Rod Liddle Rod Liddle

What is it with the critics and Ricky Gervais?

I’ve had a sense of humour failure, in that I find something funny which nobody else does, apparently. I’ve been watching Ricky Gervais’s new comedy, Life’s Too Short, and thought the first episode, in particular, was hilarious. But people really hate Gervais, don’t they? I haven’t yet read a decent review of the programme and yet it’s probably funnier than anything else on our screens that’s new. This seems to get missed.

My Sunday Times colleague, AA Gill, kicked the living hell out of the programme last week in typically elegant and cutting fashion, for example.
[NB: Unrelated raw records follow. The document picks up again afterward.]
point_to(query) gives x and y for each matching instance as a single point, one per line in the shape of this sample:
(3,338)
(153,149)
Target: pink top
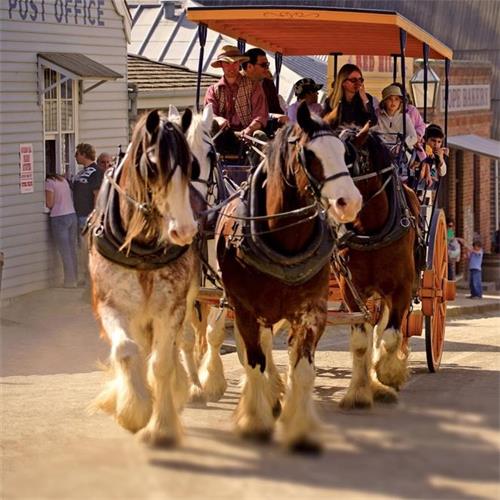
(63,198)
(315,107)
(258,103)
(416,119)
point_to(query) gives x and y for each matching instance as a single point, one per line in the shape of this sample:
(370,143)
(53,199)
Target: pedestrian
(63,225)
(475,270)
(454,250)
(86,184)
(104,161)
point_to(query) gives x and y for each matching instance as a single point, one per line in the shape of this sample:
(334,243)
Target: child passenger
(390,118)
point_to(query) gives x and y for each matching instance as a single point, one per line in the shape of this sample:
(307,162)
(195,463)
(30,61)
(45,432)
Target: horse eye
(195,169)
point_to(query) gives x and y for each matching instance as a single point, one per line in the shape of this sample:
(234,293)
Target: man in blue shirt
(475,263)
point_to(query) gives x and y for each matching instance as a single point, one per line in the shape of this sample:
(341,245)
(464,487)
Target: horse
(379,253)
(205,328)
(142,269)
(274,250)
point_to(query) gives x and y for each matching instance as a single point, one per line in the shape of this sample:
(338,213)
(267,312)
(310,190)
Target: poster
(26,168)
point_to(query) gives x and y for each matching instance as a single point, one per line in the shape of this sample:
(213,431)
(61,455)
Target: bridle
(147,208)
(315,186)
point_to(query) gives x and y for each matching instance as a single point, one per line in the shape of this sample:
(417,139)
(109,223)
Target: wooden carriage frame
(303,31)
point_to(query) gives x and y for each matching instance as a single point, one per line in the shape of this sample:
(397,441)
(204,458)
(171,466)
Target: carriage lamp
(417,88)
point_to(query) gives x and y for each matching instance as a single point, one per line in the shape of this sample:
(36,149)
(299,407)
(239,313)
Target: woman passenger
(348,103)
(305,90)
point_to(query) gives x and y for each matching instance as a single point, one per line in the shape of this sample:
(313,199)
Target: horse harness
(249,227)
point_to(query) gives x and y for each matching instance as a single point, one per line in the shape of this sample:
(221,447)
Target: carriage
(285,30)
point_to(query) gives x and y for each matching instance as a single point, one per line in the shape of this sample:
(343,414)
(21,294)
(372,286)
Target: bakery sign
(26,168)
(467,97)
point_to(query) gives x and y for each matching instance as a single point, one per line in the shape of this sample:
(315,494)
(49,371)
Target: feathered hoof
(384,394)
(306,446)
(357,399)
(133,416)
(157,439)
(214,392)
(196,396)
(277,409)
(393,375)
(261,436)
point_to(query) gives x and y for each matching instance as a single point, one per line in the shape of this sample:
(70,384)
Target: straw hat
(391,90)
(230,54)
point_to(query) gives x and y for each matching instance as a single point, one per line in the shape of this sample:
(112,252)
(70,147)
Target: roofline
(201,14)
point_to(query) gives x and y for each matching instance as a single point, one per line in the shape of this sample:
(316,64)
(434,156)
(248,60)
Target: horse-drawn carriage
(323,30)
(277,240)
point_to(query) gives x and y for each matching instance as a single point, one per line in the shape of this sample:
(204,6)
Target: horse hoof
(386,395)
(262,436)
(306,446)
(155,439)
(277,409)
(356,401)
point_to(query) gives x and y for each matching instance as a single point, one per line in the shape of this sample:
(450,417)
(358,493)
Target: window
(59,118)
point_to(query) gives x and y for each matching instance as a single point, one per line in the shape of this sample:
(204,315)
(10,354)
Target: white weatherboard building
(63,68)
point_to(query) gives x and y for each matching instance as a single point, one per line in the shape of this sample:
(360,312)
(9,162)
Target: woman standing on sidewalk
(63,224)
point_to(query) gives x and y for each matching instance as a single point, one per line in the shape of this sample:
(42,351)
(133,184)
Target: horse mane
(377,149)
(193,135)
(281,160)
(140,174)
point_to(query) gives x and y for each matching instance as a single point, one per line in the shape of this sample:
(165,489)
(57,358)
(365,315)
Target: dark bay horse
(143,268)
(276,267)
(380,257)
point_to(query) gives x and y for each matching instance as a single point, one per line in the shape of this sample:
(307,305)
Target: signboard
(26,184)
(467,97)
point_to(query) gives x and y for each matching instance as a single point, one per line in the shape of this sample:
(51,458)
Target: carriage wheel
(435,280)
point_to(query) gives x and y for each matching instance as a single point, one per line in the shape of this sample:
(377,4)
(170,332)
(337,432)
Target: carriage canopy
(319,30)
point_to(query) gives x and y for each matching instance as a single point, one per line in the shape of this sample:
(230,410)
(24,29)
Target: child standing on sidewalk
(475,264)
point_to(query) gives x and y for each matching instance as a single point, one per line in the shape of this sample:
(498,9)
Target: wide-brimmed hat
(306,85)
(391,90)
(230,54)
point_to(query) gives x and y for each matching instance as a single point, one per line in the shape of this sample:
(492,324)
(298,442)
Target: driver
(239,104)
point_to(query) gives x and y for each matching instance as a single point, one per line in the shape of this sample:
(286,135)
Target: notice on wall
(26,184)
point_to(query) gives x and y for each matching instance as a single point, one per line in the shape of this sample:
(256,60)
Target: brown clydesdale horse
(380,257)
(277,267)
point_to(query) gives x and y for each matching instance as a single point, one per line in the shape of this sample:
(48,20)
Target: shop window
(59,118)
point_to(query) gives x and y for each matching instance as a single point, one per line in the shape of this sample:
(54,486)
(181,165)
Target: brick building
(466,194)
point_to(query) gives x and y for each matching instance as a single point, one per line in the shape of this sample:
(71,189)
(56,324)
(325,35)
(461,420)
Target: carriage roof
(319,30)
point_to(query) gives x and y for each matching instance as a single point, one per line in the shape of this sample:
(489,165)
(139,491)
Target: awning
(319,30)
(73,66)
(77,66)
(476,144)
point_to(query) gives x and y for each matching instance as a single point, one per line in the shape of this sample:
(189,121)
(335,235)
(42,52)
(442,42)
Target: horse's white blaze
(344,197)
(199,140)
(181,226)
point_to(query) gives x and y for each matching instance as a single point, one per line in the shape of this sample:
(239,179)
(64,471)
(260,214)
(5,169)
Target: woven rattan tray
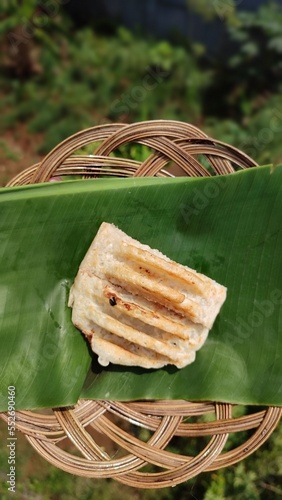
(116,439)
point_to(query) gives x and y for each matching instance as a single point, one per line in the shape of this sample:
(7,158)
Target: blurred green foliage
(57,79)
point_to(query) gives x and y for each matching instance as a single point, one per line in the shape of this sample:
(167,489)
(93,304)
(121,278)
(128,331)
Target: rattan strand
(170,145)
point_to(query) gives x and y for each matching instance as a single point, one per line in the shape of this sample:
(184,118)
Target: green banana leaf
(227,227)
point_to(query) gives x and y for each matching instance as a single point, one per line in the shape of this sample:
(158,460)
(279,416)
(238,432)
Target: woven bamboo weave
(110,439)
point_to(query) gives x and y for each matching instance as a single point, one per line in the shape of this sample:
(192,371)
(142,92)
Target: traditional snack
(139,308)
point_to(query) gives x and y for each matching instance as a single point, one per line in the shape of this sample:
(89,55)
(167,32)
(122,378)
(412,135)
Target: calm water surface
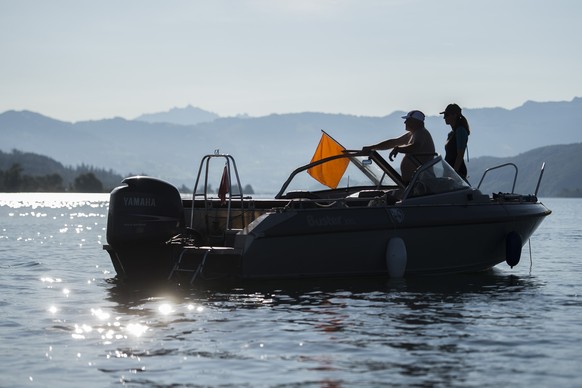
(66,322)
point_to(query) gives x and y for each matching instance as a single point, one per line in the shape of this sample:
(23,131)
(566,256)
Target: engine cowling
(144,210)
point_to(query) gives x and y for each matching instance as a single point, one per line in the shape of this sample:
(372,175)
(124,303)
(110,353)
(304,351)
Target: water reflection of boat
(373,225)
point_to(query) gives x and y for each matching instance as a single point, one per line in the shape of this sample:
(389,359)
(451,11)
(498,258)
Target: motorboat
(370,224)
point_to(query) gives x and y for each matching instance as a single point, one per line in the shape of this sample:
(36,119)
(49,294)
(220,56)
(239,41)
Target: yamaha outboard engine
(143,215)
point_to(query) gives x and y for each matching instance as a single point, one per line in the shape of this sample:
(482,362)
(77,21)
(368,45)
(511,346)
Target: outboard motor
(144,211)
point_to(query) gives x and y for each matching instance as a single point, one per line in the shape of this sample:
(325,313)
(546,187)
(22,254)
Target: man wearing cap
(416,143)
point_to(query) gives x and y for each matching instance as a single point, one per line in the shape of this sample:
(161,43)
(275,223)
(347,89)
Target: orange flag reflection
(328,173)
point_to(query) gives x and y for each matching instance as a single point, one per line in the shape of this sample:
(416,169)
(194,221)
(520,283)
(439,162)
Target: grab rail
(495,168)
(230,166)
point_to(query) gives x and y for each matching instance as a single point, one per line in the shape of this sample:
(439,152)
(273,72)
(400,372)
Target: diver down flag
(223,188)
(328,173)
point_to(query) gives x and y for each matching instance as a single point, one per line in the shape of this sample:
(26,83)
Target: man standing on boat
(416,145)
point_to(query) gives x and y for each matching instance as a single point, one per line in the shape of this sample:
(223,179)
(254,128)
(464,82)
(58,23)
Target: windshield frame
(354,157)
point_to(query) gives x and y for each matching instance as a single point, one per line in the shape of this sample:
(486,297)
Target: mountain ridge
(267,148)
And many of his observations (£) were right: it’s a comedy with a dwarf and therefore there are lots of hackneyed dwarf jokes and, in any case, the character is really just the old Ricky Gervais character re-touched. Most of the rest of Adrian’s review — and everyone else’s reviews — centred on what a smug bastard Gervais is, or seems to be. But the first show was very funny, especially a nicely set-up cameo with Liam Neeson being an actor without a sense of humour.

I don’t know what Gervais is like as a bloke. Maybe he thinks highly of himself, I dunno. By the same token I’d be pretty pleased if I’d come up with The Office and Extras (series one). Maybe I’m wrong about this — over to you.